An ossuary is a space designed to be the final resting place for
post-burial skeletal remains. It was most commonly used as a practice due to
overcrowding on cemetery grounds thus excavating the previously buried and
transferring them to the ossuary helped condense the bodies and expand spaces
available. Sizes of the space can range from boxes to buildings and can be seen
all throughout the world. What really catches peoples attentions about
ossuaries are the architectural arrangements in most, it is a shock factor to
see a wall lined with skeletal heads, or in the Sedlec ossuary a magnificent
chandelier made from the bones of hundreds of people. Death has been transformed into an art form,
the human skeleton has transcended its meaning has being the basis of a body
and now visually takes on another meaning. Ossuaries have drawn so much
attention that countries with prominent ossuaries have industrialized seeing
the dead and it thrives as being a tourist attraction. Why does death attract
so many people? Why are humans so intrigued by the human skeleton and what can
we interpret about these interaction with these spaces?

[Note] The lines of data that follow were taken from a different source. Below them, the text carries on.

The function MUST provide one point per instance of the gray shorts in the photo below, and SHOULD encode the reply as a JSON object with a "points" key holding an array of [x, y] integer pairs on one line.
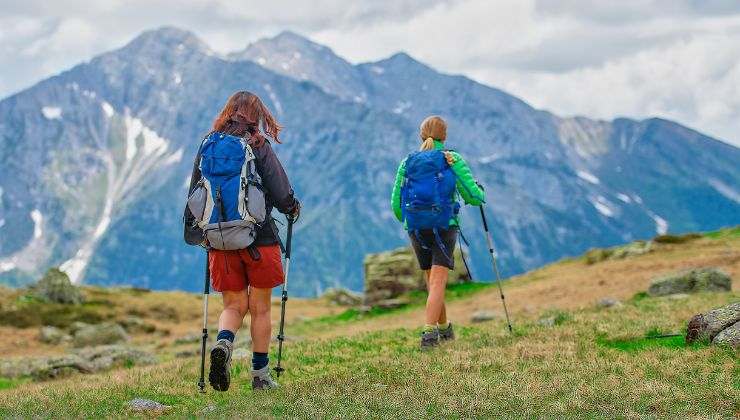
{"points": [[428, 251]]}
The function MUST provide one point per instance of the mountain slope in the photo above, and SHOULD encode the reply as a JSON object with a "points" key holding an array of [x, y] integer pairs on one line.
{"points": [[114, 138]]}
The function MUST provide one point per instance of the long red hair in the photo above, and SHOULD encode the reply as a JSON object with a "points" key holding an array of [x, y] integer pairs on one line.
{"points": [[244, 113]]}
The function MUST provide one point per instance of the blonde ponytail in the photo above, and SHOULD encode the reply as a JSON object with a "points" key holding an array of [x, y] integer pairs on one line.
{"points": [[427, 144], [432, 128]]}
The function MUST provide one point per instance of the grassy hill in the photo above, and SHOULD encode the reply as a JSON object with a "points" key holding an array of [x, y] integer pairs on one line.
{"points": [[585, 361]]}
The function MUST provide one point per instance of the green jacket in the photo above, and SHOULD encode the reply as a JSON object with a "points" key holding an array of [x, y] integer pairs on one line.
{"points": [[468, 189]]}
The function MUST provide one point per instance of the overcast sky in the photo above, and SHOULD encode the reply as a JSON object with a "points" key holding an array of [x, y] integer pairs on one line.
{"points": [[678, 59]]}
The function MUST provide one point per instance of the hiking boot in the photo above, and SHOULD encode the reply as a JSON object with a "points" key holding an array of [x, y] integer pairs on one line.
{"points": [[430, 339], [219, 376], [262, 380], [447, 334]]}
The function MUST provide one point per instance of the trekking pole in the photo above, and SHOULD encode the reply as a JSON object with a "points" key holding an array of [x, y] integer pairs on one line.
{"points": [[284, 298], [206, 292], [460, 240], [495, 265]]}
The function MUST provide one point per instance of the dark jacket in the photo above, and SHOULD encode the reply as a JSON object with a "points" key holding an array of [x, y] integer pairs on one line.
{"points": [[278, 194]]}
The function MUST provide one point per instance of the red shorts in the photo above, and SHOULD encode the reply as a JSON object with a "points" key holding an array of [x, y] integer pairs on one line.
{"points": [[235, 270]]}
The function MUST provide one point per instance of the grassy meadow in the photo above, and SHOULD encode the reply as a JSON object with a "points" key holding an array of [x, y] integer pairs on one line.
{"points": [[591, 361]]}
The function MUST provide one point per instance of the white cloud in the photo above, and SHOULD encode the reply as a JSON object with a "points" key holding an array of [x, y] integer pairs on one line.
{"points": [[678, 59]]}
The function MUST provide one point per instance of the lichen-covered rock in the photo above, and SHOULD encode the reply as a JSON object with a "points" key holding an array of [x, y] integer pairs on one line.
{"points": [[705, 327], [44, 367], [53, 335], [99, 334], [730, 336], [56, 287], [691, 281], [106, 357], [342, 297], [633, 249], [392, 273]]}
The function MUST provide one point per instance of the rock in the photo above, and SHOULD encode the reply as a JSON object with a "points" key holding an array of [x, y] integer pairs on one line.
{"points": [[106, 357], [633, 249], [41, 368], [390, 274], [730, 336], [190, 338], [691, 281], [134, 324], [53, 335], [56, 287], [391, 303], [483, 316], [547, 321], [141, 404], [608, 303], [77, 325], [99, 334], [705, 327], [342, 297]]}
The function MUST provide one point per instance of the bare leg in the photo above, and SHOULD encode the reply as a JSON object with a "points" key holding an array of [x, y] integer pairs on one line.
{"points": [[443, 314], [261, 325], [435, 301], [236, 305]]}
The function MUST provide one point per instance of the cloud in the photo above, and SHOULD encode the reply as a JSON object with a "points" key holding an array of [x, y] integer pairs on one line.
{"points": [[677, 59]]}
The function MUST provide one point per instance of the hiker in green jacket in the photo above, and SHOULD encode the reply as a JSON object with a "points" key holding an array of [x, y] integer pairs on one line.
{"points": [[434, 248]]}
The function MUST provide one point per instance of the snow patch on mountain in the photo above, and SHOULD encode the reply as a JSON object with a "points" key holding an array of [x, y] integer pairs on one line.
{"points": [[624, 197], [52, 112], [725, 189], [588, 177], [401, 107], [107, 109], [603, 206], [661, 225]]}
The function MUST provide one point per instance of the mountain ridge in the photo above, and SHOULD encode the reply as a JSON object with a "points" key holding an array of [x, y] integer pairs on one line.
{"points": [[173, 92]]}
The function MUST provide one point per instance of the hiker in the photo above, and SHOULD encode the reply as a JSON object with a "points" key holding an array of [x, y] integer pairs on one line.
{"points": [[424, 199], [241, 210]]}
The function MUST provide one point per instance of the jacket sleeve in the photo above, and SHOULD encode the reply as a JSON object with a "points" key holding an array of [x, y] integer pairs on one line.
{"points": [[396, 195], [275, 180], [467, 187]]}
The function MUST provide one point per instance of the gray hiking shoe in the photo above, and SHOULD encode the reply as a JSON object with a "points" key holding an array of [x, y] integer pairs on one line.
{"points": [[447, 334], [219, 376], [430, 339], [262, 380]]}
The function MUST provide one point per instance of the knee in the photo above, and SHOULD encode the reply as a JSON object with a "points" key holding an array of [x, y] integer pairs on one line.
{"points": [[241, 307], [261, 309]]}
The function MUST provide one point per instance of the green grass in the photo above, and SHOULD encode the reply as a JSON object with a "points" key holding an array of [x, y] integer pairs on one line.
{"points": [[727, 233]]}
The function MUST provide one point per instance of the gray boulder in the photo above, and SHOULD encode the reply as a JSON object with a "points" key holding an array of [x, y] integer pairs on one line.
{"points": [[705, 327], [53, 335], [41, 368], [99, 334], [342, 297], [106, 357], [483, 316], [730, 336], [608, 303], [56, 287], [691, 281]]}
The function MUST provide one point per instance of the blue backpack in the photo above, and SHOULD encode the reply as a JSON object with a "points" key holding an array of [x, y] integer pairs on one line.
{"points": [[228, 202], [428, 193]]}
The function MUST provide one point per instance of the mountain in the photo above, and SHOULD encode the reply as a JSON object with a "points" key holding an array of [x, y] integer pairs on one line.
{"points": [[94, 163]]}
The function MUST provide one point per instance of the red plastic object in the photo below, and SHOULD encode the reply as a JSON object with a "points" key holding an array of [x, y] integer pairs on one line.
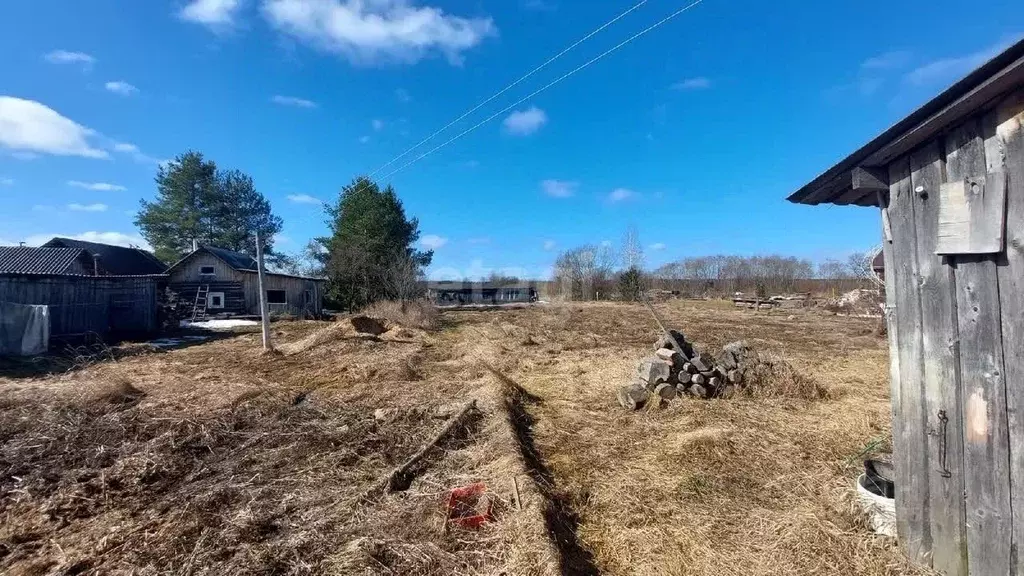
{"points": [[469, 506]]}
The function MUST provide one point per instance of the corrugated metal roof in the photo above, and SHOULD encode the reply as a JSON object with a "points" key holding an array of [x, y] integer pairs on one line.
{"points": [[240, 262], [115, 259], [24, 259]]}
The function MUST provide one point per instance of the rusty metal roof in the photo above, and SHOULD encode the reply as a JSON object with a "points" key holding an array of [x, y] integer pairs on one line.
{"points": [[990, 81], [115, 259], [23, 259]]}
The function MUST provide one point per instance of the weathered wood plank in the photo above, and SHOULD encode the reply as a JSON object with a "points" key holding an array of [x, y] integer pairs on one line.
{"points": [[1010, 132], [892, 329], [986, 450], [909, 447], [941, 369], [972, 215]]}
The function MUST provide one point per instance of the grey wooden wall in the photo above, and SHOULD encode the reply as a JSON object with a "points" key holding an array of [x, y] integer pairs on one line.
{"points": [[294, 288], [956, 342], [82, 304]]}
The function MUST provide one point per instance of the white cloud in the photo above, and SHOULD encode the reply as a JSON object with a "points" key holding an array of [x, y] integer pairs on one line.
{"points": [[888, 60], [621, 194], [432, 241], [697, 83], [66, 56], [137, 155], [559, 189], [87, 207], [213, 13], [121, 87], [27, 126], [292, 100], [304, 199], [947, 70], [115, 238], [368, 32], [525, 122], [97, 187]]}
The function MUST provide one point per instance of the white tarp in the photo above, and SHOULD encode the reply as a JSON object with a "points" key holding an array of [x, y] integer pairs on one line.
{"points": [[25, 329]]}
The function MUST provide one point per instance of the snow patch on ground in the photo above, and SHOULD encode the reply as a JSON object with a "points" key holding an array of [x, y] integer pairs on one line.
{"points": [[171, 342]]}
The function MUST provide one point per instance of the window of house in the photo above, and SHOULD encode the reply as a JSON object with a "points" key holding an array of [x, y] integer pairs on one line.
{"points": [[216, 300]]}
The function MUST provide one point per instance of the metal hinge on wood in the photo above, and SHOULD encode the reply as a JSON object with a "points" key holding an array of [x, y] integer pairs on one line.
{"points": [[943, 424]]}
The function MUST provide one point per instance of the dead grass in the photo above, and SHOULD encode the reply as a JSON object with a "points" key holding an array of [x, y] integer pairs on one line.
{"points": [[218, 459], [415, 314]]}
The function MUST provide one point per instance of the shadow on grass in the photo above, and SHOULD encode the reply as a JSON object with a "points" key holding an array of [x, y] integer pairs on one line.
{"points": [[70, 355], [560, 517]]}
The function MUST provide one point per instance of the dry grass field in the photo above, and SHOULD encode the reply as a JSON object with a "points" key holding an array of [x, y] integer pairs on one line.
{"points": [[215, 458]]}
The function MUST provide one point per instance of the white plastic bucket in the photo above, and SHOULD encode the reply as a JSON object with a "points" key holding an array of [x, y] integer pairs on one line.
{"points": [[881, 510]]}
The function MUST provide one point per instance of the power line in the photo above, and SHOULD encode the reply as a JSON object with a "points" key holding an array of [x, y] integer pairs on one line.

Death is on display and has the eyes
of thousands of people on it every day.
This blog explores two different ossuaries spaces: Sedlec Ossuary
and
the Talpiot tombs. The ossuaries that will be talked about through this
blog all have religious connections, where it be a church or have supposed
connection to Jesus which definitely has effect on their intrigue. The display
and practice of human remains after-death has been intrinsically connected to
religious beliefs of some sort. In early European Christian context there was a
moral and spiritual connection with the skeleton and which it operated as a
‘momento mori’ (Hallam 475). Yet what other factor does viewing death draw a
person in, we all should be relatively aware of what the skeletal body looks
like yet its eerie presence and confirmation that after death we are all doomed
to be nothing but bones. Why are people so intrigued? In an answer to such
questions I believe that the imagery of a skeleton has a strong connection as a
reminder of the inevitable, but also brings a sense of connectivity that we are
all one. The transience of life is projected and timelessly so through these
constructions.
Bones are the architecture of the human body and have been transformed
to being an architectural foundation for an out-of-body material construction.

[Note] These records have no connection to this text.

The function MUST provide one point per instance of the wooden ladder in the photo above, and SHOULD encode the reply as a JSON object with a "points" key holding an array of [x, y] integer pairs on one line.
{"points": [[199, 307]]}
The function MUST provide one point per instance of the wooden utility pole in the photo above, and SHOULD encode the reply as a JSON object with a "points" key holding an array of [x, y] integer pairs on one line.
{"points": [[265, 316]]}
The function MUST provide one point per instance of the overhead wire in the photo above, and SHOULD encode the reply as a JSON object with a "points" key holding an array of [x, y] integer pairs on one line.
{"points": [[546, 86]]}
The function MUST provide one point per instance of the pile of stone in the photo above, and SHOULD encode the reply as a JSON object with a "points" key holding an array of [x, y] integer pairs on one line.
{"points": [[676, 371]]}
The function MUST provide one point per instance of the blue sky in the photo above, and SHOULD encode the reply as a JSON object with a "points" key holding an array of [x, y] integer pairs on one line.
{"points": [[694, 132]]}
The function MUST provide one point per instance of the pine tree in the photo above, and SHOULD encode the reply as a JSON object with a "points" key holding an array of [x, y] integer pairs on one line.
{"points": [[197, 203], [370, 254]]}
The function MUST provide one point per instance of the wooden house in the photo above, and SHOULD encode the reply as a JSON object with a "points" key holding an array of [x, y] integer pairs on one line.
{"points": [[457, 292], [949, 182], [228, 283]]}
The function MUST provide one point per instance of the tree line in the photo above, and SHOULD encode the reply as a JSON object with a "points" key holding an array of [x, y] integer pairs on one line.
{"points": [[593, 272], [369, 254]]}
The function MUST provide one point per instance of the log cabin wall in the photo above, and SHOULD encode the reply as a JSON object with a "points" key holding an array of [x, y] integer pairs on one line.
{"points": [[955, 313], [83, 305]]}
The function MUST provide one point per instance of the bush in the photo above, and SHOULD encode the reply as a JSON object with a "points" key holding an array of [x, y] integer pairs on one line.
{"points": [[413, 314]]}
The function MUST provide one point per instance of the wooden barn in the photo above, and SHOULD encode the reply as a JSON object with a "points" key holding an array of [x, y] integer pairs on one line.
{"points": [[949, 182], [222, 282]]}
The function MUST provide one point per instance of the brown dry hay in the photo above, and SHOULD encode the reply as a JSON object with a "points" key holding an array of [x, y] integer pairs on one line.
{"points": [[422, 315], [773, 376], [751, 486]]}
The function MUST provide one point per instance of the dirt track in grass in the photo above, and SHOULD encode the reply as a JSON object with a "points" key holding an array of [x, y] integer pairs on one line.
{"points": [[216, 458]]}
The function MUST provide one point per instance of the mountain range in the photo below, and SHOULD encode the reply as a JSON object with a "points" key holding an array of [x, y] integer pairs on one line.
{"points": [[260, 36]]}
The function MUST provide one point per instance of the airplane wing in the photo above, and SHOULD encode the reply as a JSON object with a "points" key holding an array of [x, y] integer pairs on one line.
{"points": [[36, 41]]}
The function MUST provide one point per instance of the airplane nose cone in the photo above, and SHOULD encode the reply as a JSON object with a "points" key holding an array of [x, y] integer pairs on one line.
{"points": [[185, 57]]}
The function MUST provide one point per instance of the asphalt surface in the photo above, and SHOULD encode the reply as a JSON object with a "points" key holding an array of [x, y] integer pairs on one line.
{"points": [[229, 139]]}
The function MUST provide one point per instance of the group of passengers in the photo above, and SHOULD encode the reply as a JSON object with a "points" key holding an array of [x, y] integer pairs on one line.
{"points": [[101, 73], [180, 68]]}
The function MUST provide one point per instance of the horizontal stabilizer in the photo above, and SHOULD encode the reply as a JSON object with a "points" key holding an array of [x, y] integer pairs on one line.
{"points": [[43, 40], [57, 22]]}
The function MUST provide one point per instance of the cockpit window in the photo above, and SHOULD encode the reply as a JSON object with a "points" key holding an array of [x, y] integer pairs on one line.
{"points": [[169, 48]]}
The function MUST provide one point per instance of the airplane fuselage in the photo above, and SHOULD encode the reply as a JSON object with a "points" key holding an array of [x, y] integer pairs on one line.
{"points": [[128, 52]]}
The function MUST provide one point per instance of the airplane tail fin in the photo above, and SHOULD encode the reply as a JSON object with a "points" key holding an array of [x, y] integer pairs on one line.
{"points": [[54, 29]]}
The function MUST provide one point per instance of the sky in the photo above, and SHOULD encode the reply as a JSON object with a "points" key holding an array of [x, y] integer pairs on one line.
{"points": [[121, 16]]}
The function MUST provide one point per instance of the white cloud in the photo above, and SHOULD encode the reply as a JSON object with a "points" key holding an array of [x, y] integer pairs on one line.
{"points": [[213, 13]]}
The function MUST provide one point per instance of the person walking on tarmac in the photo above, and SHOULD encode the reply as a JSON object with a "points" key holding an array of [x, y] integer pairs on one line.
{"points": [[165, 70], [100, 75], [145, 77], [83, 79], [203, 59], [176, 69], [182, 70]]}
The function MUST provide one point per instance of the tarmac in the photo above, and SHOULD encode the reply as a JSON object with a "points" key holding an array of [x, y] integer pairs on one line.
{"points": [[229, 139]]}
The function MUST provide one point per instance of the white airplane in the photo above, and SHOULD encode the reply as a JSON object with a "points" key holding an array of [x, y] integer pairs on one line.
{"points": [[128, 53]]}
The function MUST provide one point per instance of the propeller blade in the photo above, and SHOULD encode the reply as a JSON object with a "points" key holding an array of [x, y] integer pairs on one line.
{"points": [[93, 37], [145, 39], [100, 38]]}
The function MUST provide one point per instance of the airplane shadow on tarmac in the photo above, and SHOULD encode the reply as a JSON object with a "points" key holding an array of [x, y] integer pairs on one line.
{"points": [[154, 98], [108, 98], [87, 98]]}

In looking at the concept of the rites of passage, a body is first separated
from the community and buried after death, it then has to go through transition
of being exhumed and cleansed of the remaining flesh and materials the body was
buried with to be reincorporated into the realm of the ossuary where it
takes on a new identity. Through the exhumation the body still has connection
to a human, a familial connection that with that brings grief and connection
with the living, in some ossuaries this connection has been kept alive with
marking the bones in some sort, be it engraving or painting to personalize the
now unrecognizable. As will be discussed
the Talpiot tombs did have some engravings on the containers yet none on the
bones themselves and neither did the Sedlec. The Sedlec goes to almost the
opposite spectrum of being unable to identify or connect on a personified sense
due to its intrinsic usage of bones. The way people now are able to look and
attempt to articulate the physical construction of skeletal remains emotionally
is all relative to how they are designed.

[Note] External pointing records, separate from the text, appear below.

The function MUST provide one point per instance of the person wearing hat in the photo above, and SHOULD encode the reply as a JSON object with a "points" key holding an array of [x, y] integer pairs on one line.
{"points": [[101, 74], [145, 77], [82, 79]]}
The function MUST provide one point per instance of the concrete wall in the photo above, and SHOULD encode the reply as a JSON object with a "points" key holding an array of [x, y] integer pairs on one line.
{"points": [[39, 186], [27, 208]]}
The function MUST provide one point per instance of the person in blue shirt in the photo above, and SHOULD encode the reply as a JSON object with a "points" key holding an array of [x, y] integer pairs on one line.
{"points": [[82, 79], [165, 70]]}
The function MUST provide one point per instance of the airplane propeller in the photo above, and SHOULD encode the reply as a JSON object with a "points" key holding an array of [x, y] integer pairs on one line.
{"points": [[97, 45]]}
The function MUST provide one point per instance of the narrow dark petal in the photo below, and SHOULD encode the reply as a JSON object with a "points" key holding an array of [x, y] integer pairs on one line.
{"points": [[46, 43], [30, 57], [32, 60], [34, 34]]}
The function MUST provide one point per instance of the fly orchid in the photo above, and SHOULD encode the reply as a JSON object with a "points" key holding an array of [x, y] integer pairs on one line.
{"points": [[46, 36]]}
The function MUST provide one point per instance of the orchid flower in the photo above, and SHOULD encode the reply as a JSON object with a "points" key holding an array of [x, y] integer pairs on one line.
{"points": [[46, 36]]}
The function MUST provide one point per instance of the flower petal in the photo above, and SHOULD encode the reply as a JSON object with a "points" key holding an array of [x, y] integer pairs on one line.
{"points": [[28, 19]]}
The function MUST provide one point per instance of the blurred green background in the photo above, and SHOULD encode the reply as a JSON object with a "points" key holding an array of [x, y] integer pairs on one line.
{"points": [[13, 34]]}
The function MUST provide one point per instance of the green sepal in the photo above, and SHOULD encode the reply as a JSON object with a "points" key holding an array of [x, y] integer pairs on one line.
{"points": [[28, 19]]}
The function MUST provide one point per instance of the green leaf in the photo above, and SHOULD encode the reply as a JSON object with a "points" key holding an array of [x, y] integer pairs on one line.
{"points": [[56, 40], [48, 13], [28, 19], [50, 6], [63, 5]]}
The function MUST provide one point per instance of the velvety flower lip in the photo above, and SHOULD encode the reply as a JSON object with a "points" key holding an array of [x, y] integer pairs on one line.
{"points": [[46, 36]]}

The designs of ossuaries as visual stimuli effect the emotional response
of the on-lookers, even without ancestral connectivity there is a connection
between the dead and the living that does bring on a feeling of fear and
sadness. Elizabeth Hallam in her essay, Articulating bones: an
epilogue, she is quoted saying bones This labour
with bones “produced tangible, embodied emotions made all the more powerful by
the sense of ‘shared substance’ with the deceased formed through blood ties and
nurturing” (Hallam 479). When the designs are so complex like those in the
Sedlec, it is hard for the eye to articulate something that is so familiar yet
transformed and separated into the strange entities. The way the bones are
condensed together, taking hundreds of different people’s bones and groupings a
display accordingly, makes the naked eye articulate the imagery differently. In
some ossuaries the skeletal body is remained intact, to encompass the
anatomical skeletal arrangement, which allows the viewer to gain more of an eerie
understanding and connection. The bones of humans, which are regularly seen as
connected to a person is now materialized into designs that portray household
items. The attempt to comprehend the almost beauty of craftsmanship to the
relation of a human being is drawing emotional experience that I feel is one of
the main reasons that bring such tourist and social attraction.